MLE for One Parameter

Stat 203 Lecture 16

Dr. Janssen

The Idea of Likelihood

Example: quilpie

Question

What is the unknown parameter in the quilpie data?

The probability function of \(y\) is

\[ \mathcal{P}(y; \mu) = \mu^y (1-\mu)^{1-y}. \]

for \(y = 0\) or \(y = 1\).

In R (first draft)

library(GLMsData); data(quilpie); names(quilpie)
mu <- c(0.2, 0.4, 0.5, 0.6, 0.8) # Candidate values to test
ll <- rep(0, 5)   # A place-holder for the log-likelihood values
for (i in 1:5)
   ll[i] <- sum( dbinom(quilpie$y, size=1, prob=mu[i], log=TRUE))
data.frame(Mu=mu, LogLikelihood=ll)

In R (first draft)

library(GLMsData); data(quilpie); names(quilpie)
[1] "Year"   "Rain"   "SOI"    "Phase"  "Exceed" "y"     
mu <- c(0.2, 0.4, 0.5, 0.6, 0.8) # Candidate values to test
ll <- rep(0, 5)   # A place-holder for the log-likelihood values
for (i in 1:5)
   ll[i] <- sum( dbinom(quilpie$y, size=1, prob=mu[i], log=TRUE))
data.frame(Mu=mu, LogLikelihood=ll)
   Mu LogLikelihood
1 0.2     -63.69406
2 0.4     -48.92742
3 0.5     -47.13401
4 0.6     -48.11649
5 0.8     -60.92148

Score Equations

A Systematic Approach

When there is a single parameter \(\zeta\), the derivative of the log-likelihood function is called the score function, denoted

\[ U(\zeta) = d\ell / d\zeta, \]

and the equation to be solved for \(\hat\zeta\) is the score equation, \(U(\hat\zeta) = 0\).

Example: Bernoulli

The log-probability function of the Bernoulli distribution is

\[ \log \mathcal{P}(y; \mu) = y\log \mu + (1-y) \log(1-\mu). \]

muhat <- mean(quilpie$y); muhat
[1] 0.5147059

Information: Observed and Expected

Second Derivative: Observed Information

Write \(\mathcal{J}(\zeta)\) for minus the second derivative of the log-likelihood with respect to \(\zeta\):

\[ \mathcal{J}(\zeta) = - \frac{d^2 \ell(\zeta; y)}{d\zeta^2} = - \frac{d U(\zeta)}{d\zeta}. \]

This is called the observed information.

Properties of Observed Information

  • \(\mathcal{J}(\zeta)\) must be positive near the MLE \(\hat\zeta\) (why?)
  • If \(\mathcal{J}\) is very large, then \(U\) is changing rapidly near the MLE (why?)

Thus, \(\mathcal{J}(\zeta)\) is a measure of the precision of the estimate \(\hat{\zeta}\); that is, \(\mathcal{J}(\zeta)\) measures how much information is available for estimating \(\zeta\).

Expected Information

The expected information is \(\mathcal{I}(\zeta) = E[\mathcal{J}(\zeta)]\).
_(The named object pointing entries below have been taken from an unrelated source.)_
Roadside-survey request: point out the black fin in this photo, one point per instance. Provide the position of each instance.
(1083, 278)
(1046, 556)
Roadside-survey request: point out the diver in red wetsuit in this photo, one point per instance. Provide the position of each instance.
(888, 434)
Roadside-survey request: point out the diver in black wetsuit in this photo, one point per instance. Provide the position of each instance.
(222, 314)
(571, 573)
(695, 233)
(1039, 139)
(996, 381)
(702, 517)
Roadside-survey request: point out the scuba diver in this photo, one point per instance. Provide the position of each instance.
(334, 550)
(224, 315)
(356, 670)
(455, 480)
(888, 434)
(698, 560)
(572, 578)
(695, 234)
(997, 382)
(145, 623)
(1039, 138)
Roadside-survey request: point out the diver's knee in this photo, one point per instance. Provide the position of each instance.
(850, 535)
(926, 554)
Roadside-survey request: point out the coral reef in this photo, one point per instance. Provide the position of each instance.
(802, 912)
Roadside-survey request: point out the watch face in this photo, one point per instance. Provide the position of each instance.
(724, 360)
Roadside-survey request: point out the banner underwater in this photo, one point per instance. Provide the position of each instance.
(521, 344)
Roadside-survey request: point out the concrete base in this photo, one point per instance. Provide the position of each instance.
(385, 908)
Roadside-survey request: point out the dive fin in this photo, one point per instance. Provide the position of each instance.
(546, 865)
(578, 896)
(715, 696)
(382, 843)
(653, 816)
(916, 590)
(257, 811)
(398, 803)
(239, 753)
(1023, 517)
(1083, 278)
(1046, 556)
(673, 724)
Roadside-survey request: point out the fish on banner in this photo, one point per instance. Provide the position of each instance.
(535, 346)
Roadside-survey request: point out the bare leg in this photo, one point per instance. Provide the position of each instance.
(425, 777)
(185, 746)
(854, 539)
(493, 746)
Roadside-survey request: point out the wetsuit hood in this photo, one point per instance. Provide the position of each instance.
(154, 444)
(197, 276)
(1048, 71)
It measures the average information available for the parameter from the model and the specified parameter value.

For models we consider this semester, expected information will be easier to evaluate.

Example: Bernoulli

We see

\[ \frac{d^2 \ell(\mu; y )}{d\mu^2} = \frac{d U(\mu)}{d\mu} = \frac{-\mu (1-\mu) - (y-\mu)(1-2\mu)}{\mu^2(1-\mu)^2}. \]

Standard Errors of Parameters

Variance

Exercise. \(\mathcal{I}(\zeta) = E[U(\zeta)] = \text{var}[U(\zeta)]\).

A Taylor series expansion of the log-likelihood around \(\zeta = \hat\zeta\) shows that

\[ \text{var}[\hat\zeta] \approx 1/\mathcal{I}(\zeta). \]